An update in the never-ending saga of Armond Armstead as he attempts to get medically cleared to play for the Trojans: his father, Guss, attended practice Wednesday and plans to meet with USC staffers this week to find a solution to what has become a full-fledged problem.
Armstead, of course, was hospitalized in March for unknown reasons but has not participated at full strength in any USC practices in the six months since. He and USC have both been very vague about the situation and nothing is known other than that Armstead and his family believe he's past due to be cleared and the USC medical staff disagrees.
Armstead already played three years for the Trojans and stood to get drafted fairly high in next year's NFL draft -- before this whole medical ordeal, of course. Now, his football future is in obvious jeopardy. He's missed the first two games of the 2011 season. There's no clear light at the end of the tunnel.
Enter his father, a basketball trainer in Sacramento. The elder Armstead's in L.A. this week, presumably to either convince USC to clear his son or find out why he won't be cleared. He talked to a number of USC administrators during Wednesday's practice, including athletic director Pat Haden and trainer Russ Romano. The younger Armstead wasn't in attendance.
There can't be much more wiggle room on this. Either Armstead is going to be cleared in the near future, or he's not. The season's over in fewer than 75 days.

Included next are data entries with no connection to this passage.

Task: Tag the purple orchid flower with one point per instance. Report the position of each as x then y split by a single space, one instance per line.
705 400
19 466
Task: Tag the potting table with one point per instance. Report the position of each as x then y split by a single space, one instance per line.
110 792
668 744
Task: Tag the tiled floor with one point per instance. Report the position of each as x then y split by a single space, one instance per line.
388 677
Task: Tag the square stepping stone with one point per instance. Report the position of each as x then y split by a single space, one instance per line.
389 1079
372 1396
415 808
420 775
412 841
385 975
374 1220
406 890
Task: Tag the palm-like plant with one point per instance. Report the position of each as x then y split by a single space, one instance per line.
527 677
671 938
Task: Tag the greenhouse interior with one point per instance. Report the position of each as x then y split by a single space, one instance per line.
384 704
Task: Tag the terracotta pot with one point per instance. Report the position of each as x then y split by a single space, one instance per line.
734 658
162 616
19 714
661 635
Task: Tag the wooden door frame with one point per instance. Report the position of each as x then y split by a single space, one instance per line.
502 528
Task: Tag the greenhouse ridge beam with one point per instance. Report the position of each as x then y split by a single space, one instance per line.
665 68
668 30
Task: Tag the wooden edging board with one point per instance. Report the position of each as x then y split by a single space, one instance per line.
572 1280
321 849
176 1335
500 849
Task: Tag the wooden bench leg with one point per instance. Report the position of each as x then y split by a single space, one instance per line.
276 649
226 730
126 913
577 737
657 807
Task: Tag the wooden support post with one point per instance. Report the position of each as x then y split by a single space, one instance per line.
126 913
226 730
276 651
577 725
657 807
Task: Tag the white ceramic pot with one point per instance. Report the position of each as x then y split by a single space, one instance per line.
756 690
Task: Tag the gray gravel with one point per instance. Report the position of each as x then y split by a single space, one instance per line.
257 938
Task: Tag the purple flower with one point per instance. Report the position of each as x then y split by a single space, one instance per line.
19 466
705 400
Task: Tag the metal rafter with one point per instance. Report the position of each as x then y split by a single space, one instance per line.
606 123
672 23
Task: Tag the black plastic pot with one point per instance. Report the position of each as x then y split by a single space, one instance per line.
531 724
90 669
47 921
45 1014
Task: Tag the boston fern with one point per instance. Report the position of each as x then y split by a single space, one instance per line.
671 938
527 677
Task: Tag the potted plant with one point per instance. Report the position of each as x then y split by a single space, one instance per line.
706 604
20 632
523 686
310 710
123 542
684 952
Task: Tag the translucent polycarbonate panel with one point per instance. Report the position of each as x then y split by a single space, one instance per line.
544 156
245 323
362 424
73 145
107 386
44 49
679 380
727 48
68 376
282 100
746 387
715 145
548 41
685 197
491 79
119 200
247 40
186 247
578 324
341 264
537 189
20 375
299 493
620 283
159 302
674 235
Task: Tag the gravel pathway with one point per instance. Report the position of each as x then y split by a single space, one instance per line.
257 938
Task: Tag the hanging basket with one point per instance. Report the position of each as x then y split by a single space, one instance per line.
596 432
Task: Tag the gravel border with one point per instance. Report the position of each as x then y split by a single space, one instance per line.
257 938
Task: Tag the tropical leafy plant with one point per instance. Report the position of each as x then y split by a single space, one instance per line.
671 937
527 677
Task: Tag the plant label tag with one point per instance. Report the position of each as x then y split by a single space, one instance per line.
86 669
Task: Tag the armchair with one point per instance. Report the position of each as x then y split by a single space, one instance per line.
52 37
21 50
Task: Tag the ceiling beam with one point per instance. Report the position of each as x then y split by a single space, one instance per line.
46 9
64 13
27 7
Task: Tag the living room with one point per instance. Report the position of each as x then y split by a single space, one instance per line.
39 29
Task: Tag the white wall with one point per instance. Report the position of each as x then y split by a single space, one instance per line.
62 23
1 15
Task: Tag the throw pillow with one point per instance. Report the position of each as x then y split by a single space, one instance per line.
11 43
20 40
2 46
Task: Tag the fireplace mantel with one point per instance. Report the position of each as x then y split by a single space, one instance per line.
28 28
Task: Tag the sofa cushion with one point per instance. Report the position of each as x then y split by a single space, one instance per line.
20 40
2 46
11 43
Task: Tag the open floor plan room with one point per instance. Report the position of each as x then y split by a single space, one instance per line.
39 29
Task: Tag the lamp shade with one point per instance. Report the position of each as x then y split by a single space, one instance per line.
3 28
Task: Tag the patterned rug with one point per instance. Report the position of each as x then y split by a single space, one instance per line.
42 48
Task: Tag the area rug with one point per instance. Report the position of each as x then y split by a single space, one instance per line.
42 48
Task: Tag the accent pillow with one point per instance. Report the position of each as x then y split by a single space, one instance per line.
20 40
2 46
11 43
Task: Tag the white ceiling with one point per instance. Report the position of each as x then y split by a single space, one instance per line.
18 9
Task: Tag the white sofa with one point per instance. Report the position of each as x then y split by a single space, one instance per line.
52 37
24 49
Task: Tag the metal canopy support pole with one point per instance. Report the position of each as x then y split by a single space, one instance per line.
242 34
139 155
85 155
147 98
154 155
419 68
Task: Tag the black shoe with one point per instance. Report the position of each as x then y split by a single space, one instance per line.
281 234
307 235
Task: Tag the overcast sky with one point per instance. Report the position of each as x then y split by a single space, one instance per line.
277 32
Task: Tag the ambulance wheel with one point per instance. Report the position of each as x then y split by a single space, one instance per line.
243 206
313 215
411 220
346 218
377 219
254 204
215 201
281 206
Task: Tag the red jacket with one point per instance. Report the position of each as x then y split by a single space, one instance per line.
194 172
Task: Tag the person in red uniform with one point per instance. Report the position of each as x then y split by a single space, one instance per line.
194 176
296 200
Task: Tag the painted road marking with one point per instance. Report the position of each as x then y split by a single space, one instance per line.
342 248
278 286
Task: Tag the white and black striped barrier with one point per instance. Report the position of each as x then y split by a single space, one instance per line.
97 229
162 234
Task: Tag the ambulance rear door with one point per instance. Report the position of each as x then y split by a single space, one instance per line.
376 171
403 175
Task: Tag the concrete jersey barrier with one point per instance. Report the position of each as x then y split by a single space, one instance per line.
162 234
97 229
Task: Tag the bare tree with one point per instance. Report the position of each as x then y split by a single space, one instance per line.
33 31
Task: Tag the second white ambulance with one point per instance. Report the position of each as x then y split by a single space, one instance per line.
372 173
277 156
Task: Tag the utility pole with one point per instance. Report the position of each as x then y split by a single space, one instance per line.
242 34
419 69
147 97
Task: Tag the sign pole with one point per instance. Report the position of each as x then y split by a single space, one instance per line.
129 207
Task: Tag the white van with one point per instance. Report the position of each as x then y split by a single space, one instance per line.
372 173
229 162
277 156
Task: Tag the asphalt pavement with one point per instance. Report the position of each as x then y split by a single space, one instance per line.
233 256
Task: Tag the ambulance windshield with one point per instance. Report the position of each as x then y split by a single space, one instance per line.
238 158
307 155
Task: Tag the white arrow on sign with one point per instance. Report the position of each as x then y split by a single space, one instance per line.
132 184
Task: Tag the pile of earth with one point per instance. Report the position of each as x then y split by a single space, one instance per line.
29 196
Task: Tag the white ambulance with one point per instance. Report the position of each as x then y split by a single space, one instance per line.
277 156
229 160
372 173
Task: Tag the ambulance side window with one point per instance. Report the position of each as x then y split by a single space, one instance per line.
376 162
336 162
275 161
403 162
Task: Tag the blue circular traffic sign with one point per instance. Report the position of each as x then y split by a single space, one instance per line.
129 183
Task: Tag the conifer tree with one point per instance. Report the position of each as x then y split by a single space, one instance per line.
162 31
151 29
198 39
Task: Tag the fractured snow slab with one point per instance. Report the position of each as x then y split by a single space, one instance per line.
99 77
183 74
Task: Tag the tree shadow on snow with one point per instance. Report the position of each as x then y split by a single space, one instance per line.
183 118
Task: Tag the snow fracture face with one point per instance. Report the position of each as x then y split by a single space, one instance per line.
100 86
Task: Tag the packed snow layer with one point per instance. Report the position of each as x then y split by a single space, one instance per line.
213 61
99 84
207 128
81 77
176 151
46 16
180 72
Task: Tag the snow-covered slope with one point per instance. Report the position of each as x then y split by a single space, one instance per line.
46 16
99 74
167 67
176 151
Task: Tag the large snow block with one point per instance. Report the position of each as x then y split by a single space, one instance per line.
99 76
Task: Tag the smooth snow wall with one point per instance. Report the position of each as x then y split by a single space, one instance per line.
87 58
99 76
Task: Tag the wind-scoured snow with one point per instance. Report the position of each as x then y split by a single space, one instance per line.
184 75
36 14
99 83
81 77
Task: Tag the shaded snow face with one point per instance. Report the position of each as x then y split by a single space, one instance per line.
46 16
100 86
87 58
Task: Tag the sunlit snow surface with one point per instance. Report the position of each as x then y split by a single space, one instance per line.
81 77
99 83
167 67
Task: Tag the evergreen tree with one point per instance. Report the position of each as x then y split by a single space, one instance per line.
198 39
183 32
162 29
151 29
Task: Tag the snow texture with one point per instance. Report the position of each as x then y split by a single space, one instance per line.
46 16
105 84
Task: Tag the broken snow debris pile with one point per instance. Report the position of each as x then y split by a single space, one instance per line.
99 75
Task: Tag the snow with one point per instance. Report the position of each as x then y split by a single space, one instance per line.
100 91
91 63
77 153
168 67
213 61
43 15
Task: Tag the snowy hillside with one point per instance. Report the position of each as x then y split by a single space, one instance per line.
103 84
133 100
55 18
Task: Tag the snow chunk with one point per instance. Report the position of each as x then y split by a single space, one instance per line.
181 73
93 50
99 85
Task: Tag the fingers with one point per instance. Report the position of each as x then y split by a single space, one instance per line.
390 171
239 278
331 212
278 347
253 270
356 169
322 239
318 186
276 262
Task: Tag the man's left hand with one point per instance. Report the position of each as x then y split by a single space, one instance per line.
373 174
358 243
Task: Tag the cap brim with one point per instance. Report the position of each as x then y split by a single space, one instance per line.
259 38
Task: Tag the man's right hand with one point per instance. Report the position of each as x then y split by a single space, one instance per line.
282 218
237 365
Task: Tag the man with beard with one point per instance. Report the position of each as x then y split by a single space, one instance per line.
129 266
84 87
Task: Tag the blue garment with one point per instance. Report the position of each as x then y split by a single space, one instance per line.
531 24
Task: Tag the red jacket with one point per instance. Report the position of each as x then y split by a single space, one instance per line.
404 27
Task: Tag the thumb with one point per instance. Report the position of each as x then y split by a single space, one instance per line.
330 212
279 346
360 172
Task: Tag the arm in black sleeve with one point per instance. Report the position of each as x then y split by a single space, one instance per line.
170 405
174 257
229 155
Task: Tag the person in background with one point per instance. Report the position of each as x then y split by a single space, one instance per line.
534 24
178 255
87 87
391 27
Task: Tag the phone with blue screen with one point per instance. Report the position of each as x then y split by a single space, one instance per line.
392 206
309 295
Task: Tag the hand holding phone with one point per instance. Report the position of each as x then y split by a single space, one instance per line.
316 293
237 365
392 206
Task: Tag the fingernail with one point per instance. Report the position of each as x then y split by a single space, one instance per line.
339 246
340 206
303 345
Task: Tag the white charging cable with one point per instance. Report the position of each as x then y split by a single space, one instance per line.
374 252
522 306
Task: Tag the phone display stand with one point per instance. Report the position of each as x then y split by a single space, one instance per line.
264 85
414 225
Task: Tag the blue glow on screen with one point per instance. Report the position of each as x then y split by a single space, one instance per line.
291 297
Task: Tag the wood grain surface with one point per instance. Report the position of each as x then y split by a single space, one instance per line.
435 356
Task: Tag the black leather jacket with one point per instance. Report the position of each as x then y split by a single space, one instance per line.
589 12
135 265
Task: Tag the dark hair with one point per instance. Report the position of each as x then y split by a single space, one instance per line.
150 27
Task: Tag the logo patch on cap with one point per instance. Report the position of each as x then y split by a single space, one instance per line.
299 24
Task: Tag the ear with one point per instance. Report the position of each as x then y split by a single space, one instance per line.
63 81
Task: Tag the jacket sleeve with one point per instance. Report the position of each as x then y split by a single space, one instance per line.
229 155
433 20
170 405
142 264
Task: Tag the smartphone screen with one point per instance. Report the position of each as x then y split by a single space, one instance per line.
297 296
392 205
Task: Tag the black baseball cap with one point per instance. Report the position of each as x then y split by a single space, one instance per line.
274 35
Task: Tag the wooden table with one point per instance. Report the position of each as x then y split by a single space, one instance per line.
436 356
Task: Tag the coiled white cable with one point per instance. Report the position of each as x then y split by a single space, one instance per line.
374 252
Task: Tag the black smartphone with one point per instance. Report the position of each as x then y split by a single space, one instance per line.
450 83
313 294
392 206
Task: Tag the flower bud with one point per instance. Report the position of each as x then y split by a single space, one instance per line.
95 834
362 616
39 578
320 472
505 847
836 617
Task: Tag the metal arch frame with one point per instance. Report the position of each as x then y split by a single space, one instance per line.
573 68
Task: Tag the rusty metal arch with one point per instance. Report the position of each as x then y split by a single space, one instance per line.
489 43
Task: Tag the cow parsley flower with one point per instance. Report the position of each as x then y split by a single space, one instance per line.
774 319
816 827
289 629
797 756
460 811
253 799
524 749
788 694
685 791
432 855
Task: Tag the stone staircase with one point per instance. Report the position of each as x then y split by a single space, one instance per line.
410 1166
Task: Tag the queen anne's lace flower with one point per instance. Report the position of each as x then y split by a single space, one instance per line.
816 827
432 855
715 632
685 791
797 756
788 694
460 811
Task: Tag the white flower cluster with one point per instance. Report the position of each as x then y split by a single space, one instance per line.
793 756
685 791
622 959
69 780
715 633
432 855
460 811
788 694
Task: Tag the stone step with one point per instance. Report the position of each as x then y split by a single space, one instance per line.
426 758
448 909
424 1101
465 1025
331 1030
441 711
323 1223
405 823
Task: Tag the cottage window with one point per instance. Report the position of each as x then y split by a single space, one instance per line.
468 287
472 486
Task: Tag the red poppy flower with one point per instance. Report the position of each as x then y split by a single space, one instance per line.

Trojans coach Lane Kiffin hasn't said much on his Armstead's case ever, and he's said even less in recent weeks. He said on Sunday's conference call that he has not been involved in many of the discussions of late. On Wednesday, he said he'd be involved in a meeting with Armstead and his father in the near future.
"We have a meeting later this week, so right now that's where we are at," Kiffin said.
An under-examined part of this whole situation: Armstead's younger brother, Arik, is a high school senior currently committed to the Trojans to play both basketball and football. Arik Armstead is ranked by most recruiting services as one of the top prospects in the state of California and one of the top 25 seniors in the country.